Contra esse pano de fundo, Moscou rapidamente agendou um intenso diálogo estratégico com Teerã na próxima quinzena. O secretário do Conselho de Segurança Nacional Russa Nikolai Patrushev parte para Teerã no próximo fim de semana e imediatamente depois disso Salehi fará visita oficial a Moscou.
Parece que, ignorando os protestos de EUA-Israel, Teerã e Moscou afinal formalizarão a conclusão do negócio da usina nuclear de Bushehr no Irã, construída pela Rússia – encerrando assim uma saga de 13 anos que oscila conforme a geopolítica do Oriente Médio.

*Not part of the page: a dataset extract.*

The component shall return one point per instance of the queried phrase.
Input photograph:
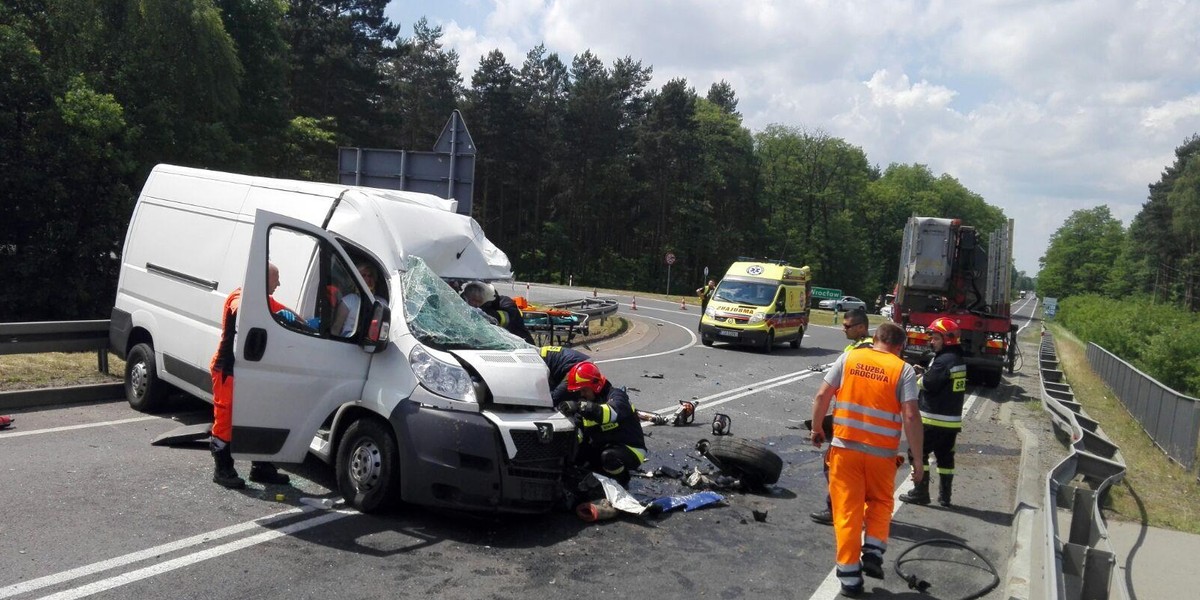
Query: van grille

O ministro iraniano da Relações Exteriores confirmou que a agenda de consultas com Patrushev incluirá a questão nuclear iraniana. Teerã recebeu bem a proposta russa de uma abordagem “em etapas” para resolver o impasse nuclear, mediante a qual pode haver afrouxamento gradativo das sanções, em vez de o Irã ter de enfrentar diretamente as preocupações internacionais e as questões não resolvidas com a Agência Internacional de Energia Atômica. Os russos movem-se para esse front, depois de consultas com Washington.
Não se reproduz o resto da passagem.